A logic problem

[DeletedUser]

Not really very D&D but I came across this problem in a book - I could not figure out the answer myself but when I cheated and read it I was amazed. It is not a trick question, but a surprising and logical solution.

There are 50 prisoners. Their evil captor announces that the next day they will all be buried up to their necks in a line and facing the same way down the line, and either a white or black hat will be placed on each one's head. No one can see his own hat, but the first prisoner can see the hats of the 49 in front of him, the next can see the 48 if front of him, and so on down to the last prisoner, who obviously sees none of the others.
The first prisoner will be asked to guess the colour of his own hat, and if he is right he will be released - if not, he will be shot. He can only say "white" or "black" and he is within earshot of his nearest neighbours. Clearly, each prisoner has a 50:50 chance of freedom if he guesses randomly.
One of the prisoners is a mathematician however and he devises a scheme whereby, if he goes first, he can save all the other prisoners, although possibly not himself. Of course he can save the second prisoner by announcing the colour hat that that prisoner is wearing, allowing him to 'guess' right, but that will not help the next one. What was the mathematician's solution?

 

[DeletedUser]

He guesses and changes his mind 49 times.

 

[DeletedUser]

Will there be equal no[25/25] of hats?If not I know how they can count how many black or
white hat there is but not the color of their own hat.

 

[Slygoxx]

The first prisoner will count the amount of black and white hats in front of him. If he counts an odd number of black hats in front of him, he says white. If he counts an even number of black hats in front of him, he'll say black. Of course, this will give him a 50% chance to guess his own hat correctly.

The next prisoner will hear what the first prisoner says, let's assume the first one says white.
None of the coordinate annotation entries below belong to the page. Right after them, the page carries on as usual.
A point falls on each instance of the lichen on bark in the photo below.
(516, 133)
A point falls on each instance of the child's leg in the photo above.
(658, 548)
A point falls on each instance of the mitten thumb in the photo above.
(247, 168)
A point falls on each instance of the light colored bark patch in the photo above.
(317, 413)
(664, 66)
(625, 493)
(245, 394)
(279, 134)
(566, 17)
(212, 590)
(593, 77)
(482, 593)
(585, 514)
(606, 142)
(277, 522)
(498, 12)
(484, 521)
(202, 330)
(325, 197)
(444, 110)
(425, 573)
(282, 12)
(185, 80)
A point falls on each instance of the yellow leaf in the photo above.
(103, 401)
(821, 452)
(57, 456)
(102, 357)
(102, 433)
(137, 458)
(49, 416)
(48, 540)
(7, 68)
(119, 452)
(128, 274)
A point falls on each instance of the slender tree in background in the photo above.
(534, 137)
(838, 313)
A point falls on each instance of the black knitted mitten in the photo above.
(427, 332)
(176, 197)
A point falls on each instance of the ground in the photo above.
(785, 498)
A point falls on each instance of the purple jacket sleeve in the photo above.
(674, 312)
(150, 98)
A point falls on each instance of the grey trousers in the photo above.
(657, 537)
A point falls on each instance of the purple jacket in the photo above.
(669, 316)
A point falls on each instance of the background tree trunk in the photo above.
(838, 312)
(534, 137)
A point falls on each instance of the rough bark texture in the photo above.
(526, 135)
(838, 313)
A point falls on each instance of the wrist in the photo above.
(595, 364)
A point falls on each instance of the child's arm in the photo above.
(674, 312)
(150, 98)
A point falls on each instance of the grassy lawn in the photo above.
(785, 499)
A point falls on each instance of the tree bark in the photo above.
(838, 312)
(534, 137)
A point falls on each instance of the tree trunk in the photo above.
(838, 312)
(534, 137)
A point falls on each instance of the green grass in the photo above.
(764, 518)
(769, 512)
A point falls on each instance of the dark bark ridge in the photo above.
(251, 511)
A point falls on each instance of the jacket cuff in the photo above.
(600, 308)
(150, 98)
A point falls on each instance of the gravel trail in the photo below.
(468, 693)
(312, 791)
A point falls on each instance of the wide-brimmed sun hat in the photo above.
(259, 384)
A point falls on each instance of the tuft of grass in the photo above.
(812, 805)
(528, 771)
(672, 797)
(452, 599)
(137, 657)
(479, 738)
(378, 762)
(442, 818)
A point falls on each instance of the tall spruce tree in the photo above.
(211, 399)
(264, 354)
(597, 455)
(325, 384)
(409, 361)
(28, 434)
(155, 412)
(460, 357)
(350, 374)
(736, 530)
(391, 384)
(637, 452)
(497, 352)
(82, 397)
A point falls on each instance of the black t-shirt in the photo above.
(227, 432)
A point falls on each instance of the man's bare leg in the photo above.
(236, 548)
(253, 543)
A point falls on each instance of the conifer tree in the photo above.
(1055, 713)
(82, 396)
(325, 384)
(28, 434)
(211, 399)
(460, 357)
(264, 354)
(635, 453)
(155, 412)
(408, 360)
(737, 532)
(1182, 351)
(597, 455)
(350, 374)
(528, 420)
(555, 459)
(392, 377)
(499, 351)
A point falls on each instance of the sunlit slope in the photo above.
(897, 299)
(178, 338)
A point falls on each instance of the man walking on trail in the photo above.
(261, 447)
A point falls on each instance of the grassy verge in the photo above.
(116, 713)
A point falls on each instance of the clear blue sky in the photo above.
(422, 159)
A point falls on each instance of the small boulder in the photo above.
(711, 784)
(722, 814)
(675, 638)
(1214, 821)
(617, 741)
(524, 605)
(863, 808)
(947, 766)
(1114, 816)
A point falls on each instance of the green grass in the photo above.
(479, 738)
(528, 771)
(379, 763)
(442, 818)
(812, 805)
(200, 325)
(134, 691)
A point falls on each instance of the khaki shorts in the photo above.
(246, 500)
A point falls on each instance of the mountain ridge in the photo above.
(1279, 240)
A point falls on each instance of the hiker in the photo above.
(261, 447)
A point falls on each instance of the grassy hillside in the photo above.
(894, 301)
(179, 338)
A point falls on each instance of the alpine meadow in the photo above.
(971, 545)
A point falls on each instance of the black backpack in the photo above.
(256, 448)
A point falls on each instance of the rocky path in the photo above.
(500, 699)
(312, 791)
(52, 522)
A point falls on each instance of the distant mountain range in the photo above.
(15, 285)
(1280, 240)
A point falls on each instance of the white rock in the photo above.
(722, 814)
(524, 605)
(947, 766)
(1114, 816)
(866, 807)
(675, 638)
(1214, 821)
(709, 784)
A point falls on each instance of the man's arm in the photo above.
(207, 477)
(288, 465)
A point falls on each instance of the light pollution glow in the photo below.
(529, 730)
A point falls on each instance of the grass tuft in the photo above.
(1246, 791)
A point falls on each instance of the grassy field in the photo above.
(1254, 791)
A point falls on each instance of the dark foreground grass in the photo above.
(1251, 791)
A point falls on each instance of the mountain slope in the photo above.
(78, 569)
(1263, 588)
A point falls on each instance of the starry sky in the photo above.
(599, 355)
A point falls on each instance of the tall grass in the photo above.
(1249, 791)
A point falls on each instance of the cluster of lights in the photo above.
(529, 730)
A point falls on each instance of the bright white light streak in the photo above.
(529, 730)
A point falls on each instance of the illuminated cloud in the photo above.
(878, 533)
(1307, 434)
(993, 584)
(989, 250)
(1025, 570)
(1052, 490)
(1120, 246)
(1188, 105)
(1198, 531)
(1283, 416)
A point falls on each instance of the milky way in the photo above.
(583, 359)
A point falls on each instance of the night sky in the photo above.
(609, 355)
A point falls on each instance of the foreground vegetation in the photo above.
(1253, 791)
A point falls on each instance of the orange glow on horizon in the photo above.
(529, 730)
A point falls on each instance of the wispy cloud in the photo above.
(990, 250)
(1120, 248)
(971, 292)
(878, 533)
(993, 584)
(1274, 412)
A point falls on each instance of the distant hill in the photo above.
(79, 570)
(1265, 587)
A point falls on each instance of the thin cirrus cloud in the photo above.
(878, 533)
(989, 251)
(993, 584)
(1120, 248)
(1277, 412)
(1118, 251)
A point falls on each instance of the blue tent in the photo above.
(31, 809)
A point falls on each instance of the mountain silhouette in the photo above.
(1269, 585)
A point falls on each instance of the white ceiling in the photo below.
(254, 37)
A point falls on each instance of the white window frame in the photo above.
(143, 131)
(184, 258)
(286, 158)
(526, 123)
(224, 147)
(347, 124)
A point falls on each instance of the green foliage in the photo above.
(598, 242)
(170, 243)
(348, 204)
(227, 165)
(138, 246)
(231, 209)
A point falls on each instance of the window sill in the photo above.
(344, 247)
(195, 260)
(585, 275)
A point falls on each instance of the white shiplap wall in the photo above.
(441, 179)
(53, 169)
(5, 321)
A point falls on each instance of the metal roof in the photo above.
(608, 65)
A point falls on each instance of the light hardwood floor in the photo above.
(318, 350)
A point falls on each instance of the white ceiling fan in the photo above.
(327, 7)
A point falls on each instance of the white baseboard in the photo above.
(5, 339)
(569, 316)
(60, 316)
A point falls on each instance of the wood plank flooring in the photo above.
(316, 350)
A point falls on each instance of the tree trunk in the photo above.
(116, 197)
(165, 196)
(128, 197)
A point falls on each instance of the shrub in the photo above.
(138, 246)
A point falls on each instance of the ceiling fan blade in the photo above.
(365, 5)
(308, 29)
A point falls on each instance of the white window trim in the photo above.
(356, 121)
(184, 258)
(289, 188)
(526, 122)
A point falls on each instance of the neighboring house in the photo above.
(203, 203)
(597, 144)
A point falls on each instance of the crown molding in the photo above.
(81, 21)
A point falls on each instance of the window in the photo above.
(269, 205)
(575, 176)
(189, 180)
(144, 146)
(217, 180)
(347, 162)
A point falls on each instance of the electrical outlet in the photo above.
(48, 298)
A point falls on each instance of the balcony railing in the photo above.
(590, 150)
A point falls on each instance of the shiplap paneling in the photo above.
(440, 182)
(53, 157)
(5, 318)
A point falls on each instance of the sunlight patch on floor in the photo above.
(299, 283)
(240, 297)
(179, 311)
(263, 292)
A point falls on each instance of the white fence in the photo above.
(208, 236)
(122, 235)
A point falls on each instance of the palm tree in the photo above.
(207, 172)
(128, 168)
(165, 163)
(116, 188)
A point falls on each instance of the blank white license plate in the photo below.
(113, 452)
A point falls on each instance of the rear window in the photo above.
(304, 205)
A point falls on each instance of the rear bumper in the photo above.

He will then count the amount of black and white hats in front of him, if the number of black hats is even, he will say black, if the number is odd, he'll say white.

Etc.

 

[DeletedUser]

Go to the top of the class Sly, unless you looked it up.

 

[Slygoxx]

Didn't look it up, I just read roughly same question some time ago I did come up with the solution myself back then though.

 

[DeletedUser]

How does that work? Some intrinsic math property I'm not aware of?

 

[Slygoxx]

Nope.

Let's assume the first prisoner counts an odd number of black hats in front of him. The second prisoner counts an even number of black hats in front of him. To make the number odd, like the first prisoner counted, he'd have to have a black hat.

 

[DeletedUser]

Interesting. I wonder what would happen if one of the prisoners counted wrong....I'm guessing the next prisoner would guess what the previous one did.